報告によると、これらの手紙は公式のものであるかのように見え、企業のロゴやブランドを使用しています。一方、両社は過去に顧客の連絡先情報が漏洩したデータ侵害を経験しており、盗まれた郵送情報がキャンペーンの範囲拡大に利用された可能性があります。
サイバーセキュリティの専門家であるドミトリー・スミリャネツは、これらの偽の手紙の一例をX(旧Twitter)に投稿しました。そのケースでは、詐欺師がTrezorを偽装し、2026年2月15日までに認証チェックを完了するよう指示していました。
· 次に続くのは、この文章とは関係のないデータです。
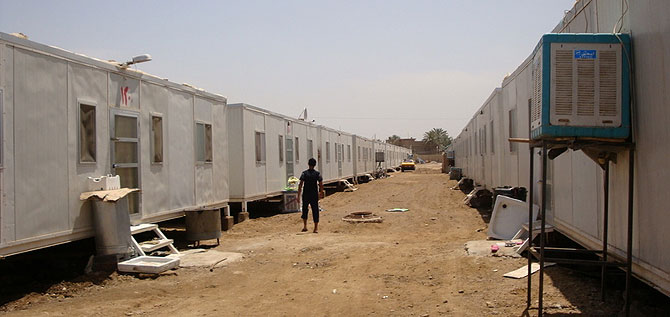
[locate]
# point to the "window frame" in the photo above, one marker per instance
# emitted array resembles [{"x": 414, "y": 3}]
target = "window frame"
[
  {"x": 204, "y": 136},
  {"x": 2, "y": 136},
  {"x": 152, "y": 138},
  {"x": 511, "y": 118},
  {"x": 296, "y": 149},
  {"x": 281, "y": 148},
  {"x": 94, "y": 105}
]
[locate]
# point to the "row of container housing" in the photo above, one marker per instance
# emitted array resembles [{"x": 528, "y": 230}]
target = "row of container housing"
[
  {"x": 282, "y": 146},
  {"x": 574, "y": 182},
  {"x": 67, "y": 117}
]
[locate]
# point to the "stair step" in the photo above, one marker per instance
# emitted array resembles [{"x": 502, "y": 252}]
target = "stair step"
[
  {"x": 153, "y": 245},
  {"x": 142, "y": 228}
]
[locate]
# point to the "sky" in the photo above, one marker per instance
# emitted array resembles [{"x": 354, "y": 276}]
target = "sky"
[{"x": 373, "y": 68}]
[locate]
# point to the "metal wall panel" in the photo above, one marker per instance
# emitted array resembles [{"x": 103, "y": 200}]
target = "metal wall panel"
[
  {"x": 204, "y": 172},
  {"x": 276, "y": 170},
  {"x": 220, "y": 152},
  {"x": 181, "y": 151},
  {"x": 86, "y": 85},
  {"x": 155, "y": 176},
  {"x": 41, "y": 151},
  {"x": 7, "y": 210}
]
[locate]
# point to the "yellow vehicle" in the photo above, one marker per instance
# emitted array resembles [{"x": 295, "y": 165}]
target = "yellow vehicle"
[{"x": 407, "y": 164}]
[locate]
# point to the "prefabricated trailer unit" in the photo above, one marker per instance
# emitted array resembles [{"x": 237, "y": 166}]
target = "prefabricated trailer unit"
[
  {"x": 574, "y": 182},
  {"x": 266, "y": 148},
  {"x": 67, "y": 117}
]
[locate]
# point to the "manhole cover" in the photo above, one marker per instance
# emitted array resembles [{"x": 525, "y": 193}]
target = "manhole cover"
[{"x": 362, "y": 216}]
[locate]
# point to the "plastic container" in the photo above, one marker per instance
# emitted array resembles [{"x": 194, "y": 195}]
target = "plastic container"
[{"x": 111, "y": 221}]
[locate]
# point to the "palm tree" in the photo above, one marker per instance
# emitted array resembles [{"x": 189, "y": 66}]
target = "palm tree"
[
  {"x": 394, "y": 139},
  {"x": 437, "y": 137}
]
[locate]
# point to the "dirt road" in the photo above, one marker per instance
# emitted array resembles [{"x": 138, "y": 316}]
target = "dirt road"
[{"x": 412, "y": 264}]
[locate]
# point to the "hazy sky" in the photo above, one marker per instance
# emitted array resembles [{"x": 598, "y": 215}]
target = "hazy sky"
[{"x": 373, "y": 68}]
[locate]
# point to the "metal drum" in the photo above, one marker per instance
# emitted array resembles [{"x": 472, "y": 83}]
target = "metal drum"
[
  {"x": 203, "y": 224},
  {"x": 112, "y": 227}
]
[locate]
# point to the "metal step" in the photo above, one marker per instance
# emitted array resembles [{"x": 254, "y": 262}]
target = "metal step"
[
  {"x": 142, "y": 228},
  {"x": 153, "y": 245}
]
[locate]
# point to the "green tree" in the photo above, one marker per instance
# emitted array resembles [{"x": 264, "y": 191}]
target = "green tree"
[
  {"x": 394, "y": 139},
  {"x": 437, "y": 137}
]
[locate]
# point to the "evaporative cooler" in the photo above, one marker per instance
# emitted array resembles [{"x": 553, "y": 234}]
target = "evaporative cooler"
[{"x": 581, "y": 87}]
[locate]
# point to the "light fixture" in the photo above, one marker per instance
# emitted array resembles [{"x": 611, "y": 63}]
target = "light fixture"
[{"x": 136, "y": 60}]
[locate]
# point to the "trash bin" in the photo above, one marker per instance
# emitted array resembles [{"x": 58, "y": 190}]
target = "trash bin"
[
  {"x": 111, "y": 221},
  {"x": 291, "y": 201},
  {"x": 203, "y": 224}
]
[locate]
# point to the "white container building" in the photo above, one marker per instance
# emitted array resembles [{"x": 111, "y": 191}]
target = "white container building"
[
  {"x": 334, "y": 157},
  {"x": 67, "y": 117}
]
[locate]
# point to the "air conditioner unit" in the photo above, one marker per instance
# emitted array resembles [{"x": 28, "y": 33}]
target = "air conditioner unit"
[{"x": 581, "y": 86}]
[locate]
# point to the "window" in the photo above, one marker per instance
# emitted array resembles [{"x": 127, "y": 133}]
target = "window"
[
  {"x": 512, "y": 129},
  {"x": 327, "y": 152},
  {"x": 484, "y": 136},
  {"x": 492, "y": 141},
  {"x": 203, "y": 142},
  {"x": 260, "y": 147},
  {"x": 87, "y": 135},
  {"x": 297, "y": 149},
  {"x": 281, "y": 148},
  {"x": 156, "y": 139},
  {"x": 310, "y": 149}
]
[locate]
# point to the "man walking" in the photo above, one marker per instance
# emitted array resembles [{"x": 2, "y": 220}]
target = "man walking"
[{"x": 310, "y": 196}]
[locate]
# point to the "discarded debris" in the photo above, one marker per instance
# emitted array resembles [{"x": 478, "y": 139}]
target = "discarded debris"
[
  {"x": 523, "y": 271},
  {"x": 362, "y": 216}
]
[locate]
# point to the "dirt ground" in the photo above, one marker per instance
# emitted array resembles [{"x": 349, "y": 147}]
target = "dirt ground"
[{"x": 412, "y": 264}]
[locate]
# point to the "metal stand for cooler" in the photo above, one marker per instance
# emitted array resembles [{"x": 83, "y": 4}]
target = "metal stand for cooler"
[
  {"x": 290, "y": 201},
  {"x": 602, "y": 152}
]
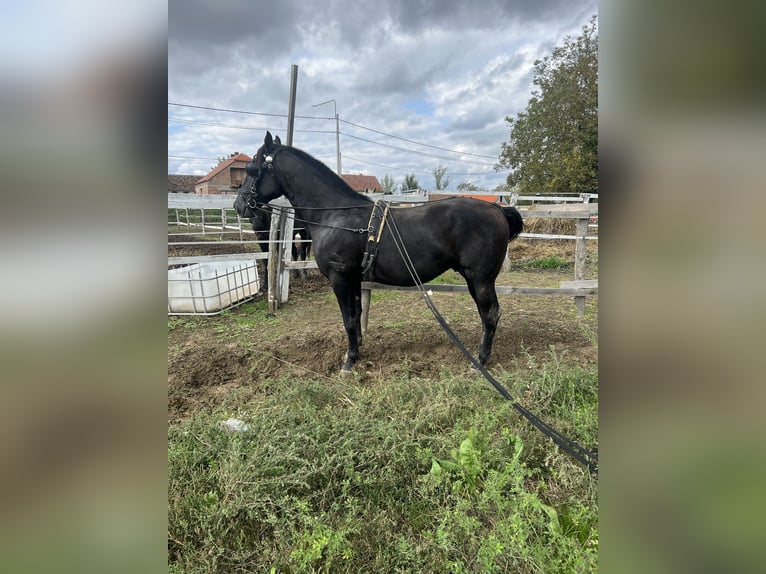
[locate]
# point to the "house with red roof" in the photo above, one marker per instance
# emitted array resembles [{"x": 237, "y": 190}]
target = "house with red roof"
[
  {"x": 226, "y": 177},
  {"x": 363, "y": 183}
]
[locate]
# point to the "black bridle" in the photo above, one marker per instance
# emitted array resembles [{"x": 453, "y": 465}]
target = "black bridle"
[{"x": 266, "y": 165}]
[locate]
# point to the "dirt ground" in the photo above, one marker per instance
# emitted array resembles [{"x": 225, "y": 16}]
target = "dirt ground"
[{"x": 240, "y": 351}]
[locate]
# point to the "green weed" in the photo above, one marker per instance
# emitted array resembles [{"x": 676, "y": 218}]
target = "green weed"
[{"x": 415, "y": 475}]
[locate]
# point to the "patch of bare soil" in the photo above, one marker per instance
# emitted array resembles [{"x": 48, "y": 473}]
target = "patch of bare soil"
[{"x": 244, "y": 350}]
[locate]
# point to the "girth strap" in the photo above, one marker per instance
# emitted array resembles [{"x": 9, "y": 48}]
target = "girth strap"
[{"x": 374, "y": 233}]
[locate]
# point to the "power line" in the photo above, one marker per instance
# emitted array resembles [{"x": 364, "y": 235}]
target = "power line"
[
  {"x": 211, "y": 108},
  {"x": 416, "y": 142},
  {"x": 254, "y": 128},
  {"x": 415, "y": 151},
  {"x": 402, "y": 169}
]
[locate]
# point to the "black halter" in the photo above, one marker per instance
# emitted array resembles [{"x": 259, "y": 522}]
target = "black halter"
[{"x": 267, "y": 164}]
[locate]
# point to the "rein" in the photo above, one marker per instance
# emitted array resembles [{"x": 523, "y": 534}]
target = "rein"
[{"x": 574, "y": 449}]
これに従わないと、Trezor Suiteへのアクセスが妨げられるとされていました。
さらに、その手紙には、スマートフォンでQRコードをスキャンし、ウェブサイトの指示に従うよう促していました。すでに機能が有効になっている場合でも、行動を促す圧力をかけていました。詐欺師の狙いは、人々に考える時間を与えずに迅速に行動させることでした。
同様の手紙はLedgerユーザーも標的にしており、「取引確認」が間もなく必要になると記載されていました。締め切りは2025年10月15日で、これを無視すると取引に問題が生じると警告していました。
QRコードをスキャンすると、公式のTrezorやLedgerのページに似せた偽のウェブサイトに誘導されました。Ledger関連のサイトは後にオフラインになりましたが、偽のTrezorサイトはオンラインのままで、Cloudflareによってフィッシングと識別されました。
偽のTrezorページには警告バナーが表示され、2026年2月15日までに認証を完了するよう促していました。2025年11月30日以降に購入された新しいTrezor Safeモデルには例外が設けられ、これらのデバイスは事前設定済みであると示唆されていました。
さらに、最終ページではユーザーにウォレットのリカバリーフレーズの入力を求めていました。フォームは12、20、または24語の入力を受け付けており、所有権を確認するためにフレーズを入力させる仕組みでした。実際には、これを入力すると詐欺師がウォレットに完全にアクセスできるようになってしまいます。
物理的なフィッシングは、メール詐欺ほど一般的ではありませんが、過去には郵便キャンペーンも出現しています。2021年には、犯罪者がリカバリーフレーズを取得するために改造されたLedgerデバイスを郵送した事例もありました。4月には、Ledgerユーザーを狙った郵便フィッシングの新たな波も現れました。
ハードウェアウォレットの提供者は、顧客に対してリカバリーフレーズを絶対に共有しないよう繰り返し警告しています。正規のアップデートやセキュリティチェックでは、オンラインでシードフレーズを入力する必要はありません。企業は、そのような情報を郵送、メール、電話で求めることはありません。
一方、詐欺の巧妙さは今後も増す傾向にあり、オフラインの手法は一部のユーザーにとってより信頼性が高く感じられることもあります。印刷された手紙は公式かつ緊急性を感じさせるためです。
そのため、ユーザーはセキュリティ通知を公式ウェブサイトから直接確認すべきです。既知のウェブアドレスを手動で入力する方が、未知のQRコードをスキャンするより安全です。疑わしい手紙は、直ちにウォレット提供者やサイバーセキュリティ当局に報告してください。